Copper see-saws as it strives to hold gains amid oil slip
"Copper made a strong showing after Tuesday's (London) session though some profit-taking was inevitable," said a trader in Sydney.
Three-month copper on the London Metal Exchange was 0.36 percent lower at \\$5,669.50 at 0748 GMT. The contract jumped more than 3 percent in Tuesday's London session on the back of higher oil prices, the biggest one-day percentage gain since May 2013.
The benchmark contract initially traded lower in Asia, which traders said was a reaction to the early retreat in oil prices, before rallying for short period.
U.S. crude tracked lower throughout the day and was down 83 cents at \\$52.22 a barrel at 0700 GMT versus an about 19 percent gain over the previous four sessions.
"Oil at the start took some wind out of copper's sails before the momentum driven by short-covering (in copper) overnight kicked in," the trader said.
The early February rally in copper reverses a slump in January, when prices dropped almost 13 percent, reflecting in part broad-based index selling led by oil.
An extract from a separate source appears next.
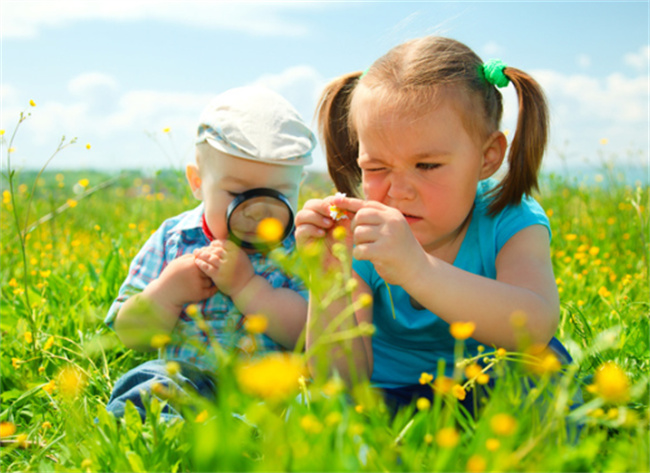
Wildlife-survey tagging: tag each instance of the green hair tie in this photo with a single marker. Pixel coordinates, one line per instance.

Still, copper prices remain vulnerable to signs of rising supplies. LME stocks have risen by more than a third this year.
The most traded copper contract on the Shanghai Futures Exchange settled 1.8 percent higher at 41,160 yuan (\\$6,589) a tonne, helped by prospects of fresh economic stimulus in China.
China's service sector grew at the slowest pace in six months in January as growth in new business weakened, a private survey showed, raising expectations that policymakers may unveil more stimulus steps to avert a sharper slowdown in the world's second-largest economy.